Faiyaz and I both joined in the teaching today, doing mostly arithmatic
(addition). On the side, I taught some
kids to play tic-tac-toe.
The
large solar oven and solar cooker have not yet been build, due to unavailability
of quality steel plates, until yesterday, when Faiyaz finally procured a 4’X12’

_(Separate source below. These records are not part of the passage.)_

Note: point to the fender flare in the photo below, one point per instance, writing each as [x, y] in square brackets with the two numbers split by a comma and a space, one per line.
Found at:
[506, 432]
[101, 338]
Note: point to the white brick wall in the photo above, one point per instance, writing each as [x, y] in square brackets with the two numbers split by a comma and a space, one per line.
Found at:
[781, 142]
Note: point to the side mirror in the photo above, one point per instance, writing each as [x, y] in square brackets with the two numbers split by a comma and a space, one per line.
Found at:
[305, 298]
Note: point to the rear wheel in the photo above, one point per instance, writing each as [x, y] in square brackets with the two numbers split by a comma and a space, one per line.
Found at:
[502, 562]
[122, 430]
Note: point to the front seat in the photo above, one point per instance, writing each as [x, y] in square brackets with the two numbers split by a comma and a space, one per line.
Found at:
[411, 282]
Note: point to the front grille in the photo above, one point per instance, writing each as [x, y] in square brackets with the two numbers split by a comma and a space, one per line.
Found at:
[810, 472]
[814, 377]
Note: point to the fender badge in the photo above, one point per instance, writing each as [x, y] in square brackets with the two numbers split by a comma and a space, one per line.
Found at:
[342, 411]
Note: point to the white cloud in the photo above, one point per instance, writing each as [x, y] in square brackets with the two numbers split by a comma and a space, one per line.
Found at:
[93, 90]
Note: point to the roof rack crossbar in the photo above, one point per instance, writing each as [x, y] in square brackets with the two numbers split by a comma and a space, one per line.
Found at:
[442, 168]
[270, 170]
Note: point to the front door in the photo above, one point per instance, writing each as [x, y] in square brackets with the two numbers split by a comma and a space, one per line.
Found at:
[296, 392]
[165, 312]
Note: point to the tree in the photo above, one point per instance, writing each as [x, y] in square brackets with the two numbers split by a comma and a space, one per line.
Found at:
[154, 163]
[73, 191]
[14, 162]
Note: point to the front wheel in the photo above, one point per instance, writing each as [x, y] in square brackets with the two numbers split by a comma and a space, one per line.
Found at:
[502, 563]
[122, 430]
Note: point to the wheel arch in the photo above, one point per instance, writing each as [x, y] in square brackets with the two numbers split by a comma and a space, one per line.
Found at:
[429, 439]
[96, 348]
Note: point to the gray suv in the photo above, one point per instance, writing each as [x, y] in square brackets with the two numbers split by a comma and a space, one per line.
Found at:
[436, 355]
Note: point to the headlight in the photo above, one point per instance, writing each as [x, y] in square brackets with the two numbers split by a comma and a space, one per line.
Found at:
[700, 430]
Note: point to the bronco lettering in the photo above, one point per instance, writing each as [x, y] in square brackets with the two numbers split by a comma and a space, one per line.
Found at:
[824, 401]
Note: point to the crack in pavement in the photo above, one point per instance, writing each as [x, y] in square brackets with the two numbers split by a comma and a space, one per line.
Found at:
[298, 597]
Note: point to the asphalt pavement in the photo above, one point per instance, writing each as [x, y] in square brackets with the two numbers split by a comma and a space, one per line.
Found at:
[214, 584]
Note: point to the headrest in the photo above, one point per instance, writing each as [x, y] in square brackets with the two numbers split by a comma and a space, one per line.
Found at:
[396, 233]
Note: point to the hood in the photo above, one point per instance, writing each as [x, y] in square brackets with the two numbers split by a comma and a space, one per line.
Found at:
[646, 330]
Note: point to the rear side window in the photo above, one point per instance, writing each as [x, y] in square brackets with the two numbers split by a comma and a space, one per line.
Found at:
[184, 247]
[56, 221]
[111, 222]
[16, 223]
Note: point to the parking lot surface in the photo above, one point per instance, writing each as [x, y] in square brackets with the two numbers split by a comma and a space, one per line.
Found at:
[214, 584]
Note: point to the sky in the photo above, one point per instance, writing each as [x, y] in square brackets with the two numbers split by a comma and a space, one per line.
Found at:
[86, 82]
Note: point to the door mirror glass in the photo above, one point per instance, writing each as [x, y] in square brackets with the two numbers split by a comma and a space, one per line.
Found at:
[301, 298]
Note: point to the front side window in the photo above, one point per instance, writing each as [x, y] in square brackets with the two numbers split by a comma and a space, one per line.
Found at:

highly reflective steel sheet. So, the
next 3-4 days we’ll work on building and testing the two large models, except
tomorrow morning at 09:30, when Faiyaz, Anne and I will go to town to view a
quality breeding bull worth Rs.2200 (C$80 - cheap!). Faiyaz says he has already come to an agreement with Chichrunpur
to give them the bull on the condition that all extant low quality bulls be
neutered. The new bull will be free range
grazed by day and stall fed in the evening, and he will either determine ‘in
the field’ when to impregnate the cows, or have it determined for him in the
stall by the villagers.
Finally,
I met the two very lovely Indian couples from Calcutta, who asked to see
Champions upon hearing about it, and came back to the fire pit to join us
bubbling with enthusiasm and questions.
One of the ladies brought out her camera and took a number of pictures
with me. I gave them a copy of Total TV
with WCWC’s address, phone, fax and e-mail on it. They volunteered to link the Delhi Tiger Clubs with the Calcutta
schools’ environment clubs, and both with Canadian school environmental clubs.
Very
exciting prospects forthcoming.
In
a lull between activities, I caught up on things with Anne, Chris and
Faiyaz. Anne said, “I’ve been thinking
about your ‘artificial is natural’, ‘machines are alive’ and other
thoughts. They are challenges to conventional
wisdom. It is easy to shrug them off on
a day to day basis, but if you step back and take a good hard look at things
from a universal and objective viewpoint, perhaps even an extraterrestrial
perspective, these ideas make so much sense they are downright undeniable, even
inevitable.”
“I
know exactly what you mean, Anne.”.
“I’ve
been thinking about India as an organism,” said Faiyaz. “It would take the Deep Blue computer to
quantify everything involved. It’s mind
boggling. But there is no denying
it. India is as much a bona fide living
organism as you and me.”
“I’ve
done the same with Canada,” I concurred, “as well as India. I even look at myself as a body-cell of
Canada, one that has been injected into the body of India, by the mutual
consent of both nations. Right now as
we speak, this transplanted Canadian body-cell is communicating with a native
Indian body-cell named Faiyaz. The
picture gets a bit complicated as I recall that I was originally a body cell of
China, which was then transplanted to Hong Kong, which eventually transplanted
itself into Canada, with permission from Canada of course.”
“Considering
what you are here to do, I’d say that you are a socio-biological agent injected
into this national organism called India to fix some of it internal
problems. You are social medicine,
Anthony,” said Chris.
“As
are you, and Anne,” I said. “And Faiyaz
is homegrown medicine, exuded from within.”
Raminothna,
too, is social medicine, injected from the Great Beyond.